Re: [Qemu-devel] [PATCH v6 1/8] atomic: introduce atomic operations

From: Paolo Bonzini <pbonzini@redhat.com>
To: liu ping fan <qemulist@gmail.com>
Cc: Peter Maydell <peter.maydell@linaro.org>,
	Stefan Hajnoczi <stefanha@gmail.com>,
	Marcelo Tosatti <mtosatti@redhat.com>,
	qemu-devel@nongnu.org, Avi Kivity <avi@redhat.com>,
	Anthony Liguori <anthony@codemonkey.ws>,
	Jan Kiszka <jan.kiszka@siemens.com>
Subject: Re: [Qemu-devel] [PATCH v6 1/8] atomic: introduce atomic operations
Date: Thu, 15 Nov 2012 12:24:09 +0100	[thread overview]
Message-ID: <50A4D0D9.1060801@redhat.com> (raw)
In-Reply-To: <CAJnKYQ=S=y2_-Z=K9M1uV1MjgKO48q8HAJnAOsdU4gNZjym7iA@mail.gmail.com>

Il 15/11/2012 08:47, liu ping fan ha scritto:
>>>> RCU prototype required pointer-sized access, which you cannot make type-
>>> But I think that your RCU prototype should rely on atomic of CPU, not
>>> gcc‘s atomic.
>>
>> What's the difference?  gcc's atomic produces the same instructions as
>> hand-written assembly (or should).
>>
> Probably I made a mistake here, in vhost,  log =
> __sync_fetch_and_and(from, 0)  is used to fetch 64bits atomically in
> the case  32bits qemu running on 64bits linux.  Right?   But how can
> we read 32bits twice in atomic?

You can use cmpxchg8b.

>>> Otherwise, it could be slow (I guess something like spinlock there).
>>
>> Not sure what you mean.  I'm using two things: 1) write barriers; 2)
>> atomic_xchg of a pointer for fast, wait-free enqueuing of call_rcu
>> callbacks.
>
> Got your main idea. Will go through your prototype.
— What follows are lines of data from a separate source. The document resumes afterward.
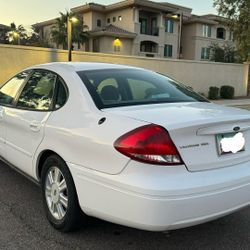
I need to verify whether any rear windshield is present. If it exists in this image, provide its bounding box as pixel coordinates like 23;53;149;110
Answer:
77;69;207;109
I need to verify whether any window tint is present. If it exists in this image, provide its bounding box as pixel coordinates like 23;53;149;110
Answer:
0;71;30;105
55;78;67;109
128;79;157;100
78;69;207;108
17;71;57;110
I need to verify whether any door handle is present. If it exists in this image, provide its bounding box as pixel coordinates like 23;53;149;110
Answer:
30;122;41;132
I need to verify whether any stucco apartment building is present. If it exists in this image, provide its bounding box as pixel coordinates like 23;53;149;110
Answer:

Just one more
> question, why here atomic_xchg needed?  Could not the sequence "read
> old pointer, set new pointer" satisfy your requirement?
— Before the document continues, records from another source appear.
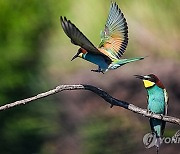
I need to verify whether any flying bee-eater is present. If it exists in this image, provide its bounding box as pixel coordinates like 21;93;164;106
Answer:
135;74;168;152
60;2;144;73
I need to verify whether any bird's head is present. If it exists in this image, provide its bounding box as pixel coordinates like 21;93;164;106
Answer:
135;74;164;89
71;48;87;61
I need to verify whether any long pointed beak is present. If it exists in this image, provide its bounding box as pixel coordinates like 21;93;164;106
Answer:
71;53;79;61
134;75;144;80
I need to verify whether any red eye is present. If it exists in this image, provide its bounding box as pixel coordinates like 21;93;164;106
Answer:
81;48;87;54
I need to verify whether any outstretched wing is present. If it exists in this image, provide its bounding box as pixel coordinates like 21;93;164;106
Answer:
60;16;102;54
99;2;128;59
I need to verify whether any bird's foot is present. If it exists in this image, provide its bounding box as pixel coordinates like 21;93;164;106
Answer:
91;69;104;74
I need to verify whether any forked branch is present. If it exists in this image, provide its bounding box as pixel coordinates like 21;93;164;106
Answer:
0;84;180;125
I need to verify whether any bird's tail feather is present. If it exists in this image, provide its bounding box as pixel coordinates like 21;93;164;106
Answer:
155;136;162;154
118;57;145;65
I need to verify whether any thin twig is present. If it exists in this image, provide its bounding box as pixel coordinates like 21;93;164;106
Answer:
0;84;180;125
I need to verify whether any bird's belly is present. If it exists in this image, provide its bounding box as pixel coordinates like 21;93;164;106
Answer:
85;54;108;69
148;98;165;114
No, it would be racy.  Say you have this:

     wrong                     right
  -----------------------------------------
     ref(new)                  ref(new)
     old = tail                old = new
     tail = new                xchg(&old, &tail)
     old->next = new           old->next = new
     up(&sem)                  up(&sem)

where sem and tail are global, while old and new are local.  There can
be any number of producers as in the above scheme, and one consumer.  In
the consumer, iteration of the list starts from the second element (the
first element is dummy):

    dummy = new Node;
    tail = dummy;
    for(;;) {
        down(&sem);
        node = dummy->next;
        unref(dummy);
        visit node;
        dummy = node;
    }

Then the invariants are:

- the number of elements N in the list (starting from the dummy node and
following ->next) is always >1.  Because of this, you never have to
touch head when adding an element.

- the number of excess signals in the semaphore sem is always <= N-1.
Because of this, it doesn't matter that there is an instant in time
where tail is not reachable from head.  The element is really in the
list (as far as the consumer goes) only after the semaphore is signaled.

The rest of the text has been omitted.